Pünktlich zum Weltwirtschaftsforum in Davos veröffentlicht die ILO jedes Jahr ihren Beschäftigungsbericht. In diesem Jahr sind die Zahlen besorgniserregend.

Mehr als fünf Jahre nach dem Ausbruch der Finanzkrise wird die globale Arbeitslosigkeit 2013 möglicherweise erneut deutlich ansteigen. Das sagen zumindest die Ökonomen der Internationalen Arbeitsorganisation (ILO) in Genf in ihrem jüngsten Beschäftigungsbericht voraus. Mangels ausreichendem Wirtschaftswachstum müsse im Laufe des Jahres mit zusätzlich 5,1 Millionen Arbeitslosen auf der Welt gerechnet werden.

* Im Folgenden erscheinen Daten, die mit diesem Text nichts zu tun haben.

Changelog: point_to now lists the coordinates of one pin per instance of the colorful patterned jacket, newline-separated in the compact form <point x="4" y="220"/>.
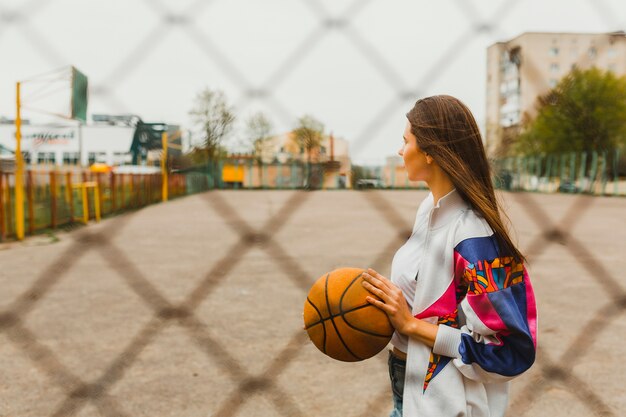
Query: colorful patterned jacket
<point x="485" y="305"/>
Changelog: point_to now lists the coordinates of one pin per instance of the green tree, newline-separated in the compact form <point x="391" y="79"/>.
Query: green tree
<point x="258" y="128"/>
<point x="213" y="120"/>
<point x="308" y="134"/>
<point x="586" y="111"/>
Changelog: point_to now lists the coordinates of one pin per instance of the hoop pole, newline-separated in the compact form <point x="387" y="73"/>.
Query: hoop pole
<point x="19" y="169"/>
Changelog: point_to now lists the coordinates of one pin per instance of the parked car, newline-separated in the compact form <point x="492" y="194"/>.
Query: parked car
<point x="567" y="186"/>
<point x="366" y="183"/>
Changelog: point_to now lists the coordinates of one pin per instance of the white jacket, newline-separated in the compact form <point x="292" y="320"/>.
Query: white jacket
<point x="486" y="309"/>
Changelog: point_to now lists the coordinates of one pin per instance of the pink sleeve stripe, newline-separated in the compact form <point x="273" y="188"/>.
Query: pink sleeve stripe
<point x="445" y="305"/>
<point x="485" y="312"/>
<point x="460" y="263"/>
<point x="531" y="308"/>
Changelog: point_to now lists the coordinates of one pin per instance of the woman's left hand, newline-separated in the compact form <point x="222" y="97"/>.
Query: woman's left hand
<point x="393" y="302"/>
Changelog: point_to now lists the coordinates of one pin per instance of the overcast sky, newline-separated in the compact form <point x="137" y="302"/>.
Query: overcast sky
<point x="357" y="66"/>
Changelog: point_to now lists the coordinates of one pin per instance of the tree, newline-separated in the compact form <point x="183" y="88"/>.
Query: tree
<point x="258" y="129"/>
<point x="213" y="119"/>
<point x="585" y="112"/>
<point x="308" y="135"/>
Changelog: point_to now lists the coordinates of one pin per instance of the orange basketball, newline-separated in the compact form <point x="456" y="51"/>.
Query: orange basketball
<point x="340" y="322"/>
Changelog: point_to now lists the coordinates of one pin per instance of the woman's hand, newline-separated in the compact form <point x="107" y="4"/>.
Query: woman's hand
<point x="393" y="302"/>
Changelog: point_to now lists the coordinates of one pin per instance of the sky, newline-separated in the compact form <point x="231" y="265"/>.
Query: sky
<point x="357" y="66"/>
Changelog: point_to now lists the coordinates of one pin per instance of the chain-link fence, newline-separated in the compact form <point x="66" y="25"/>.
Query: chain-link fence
<point x="240" y="390"/>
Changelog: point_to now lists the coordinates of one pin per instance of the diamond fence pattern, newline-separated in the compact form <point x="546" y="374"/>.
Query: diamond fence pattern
<point x="79" y="392"/>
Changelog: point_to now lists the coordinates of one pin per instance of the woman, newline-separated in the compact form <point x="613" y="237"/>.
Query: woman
<point x="459" y="297"/>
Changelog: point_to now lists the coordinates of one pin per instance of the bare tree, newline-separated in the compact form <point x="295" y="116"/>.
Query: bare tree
<point x="213" y="118"/>
<point x="308" y="135"/>
<point x="258" y="129"/>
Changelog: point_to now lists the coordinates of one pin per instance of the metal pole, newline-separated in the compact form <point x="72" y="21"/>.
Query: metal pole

2012 gab es weltweit gut 197 Millionen Arbeitslose, 4,2 Millionen mehr als ein Jahr zuvor. Die Zahl der Arbeitslosen werde 2013 auf mehr als 202 Millionen steigen, erklärte die UN-Sonderorganisation kurz vor den Beginn des Weltwirtschaftsforums (WEF) an diesem Mittwoch in Davos. 2014 kämen wahrscheinlich noch drei Millionen weitere Arbeitslose hinzu. „Die Unsicherheit über die konjunkturelle Entwicklung und die unzureichenden Gegenmaßnahmen der Politik schwächen die Nachfrage und bremsen Investitionen und Neueinstellungen“, erklärte ILO-Chef Guy Ryder. Die Schaffung neuer Arbeitsplätze sei rückläufig und die durchschnittliche Dauer der Arbeitslosigkeit nehme zu. Seit 2007 hätten weltweit mehr als 28 Millionen Menschen ihre Arbeit verloren, etwa 39 Millionen gaben die Suche nach einer Stelle wegen fehlender Erfolgsaussichten auf.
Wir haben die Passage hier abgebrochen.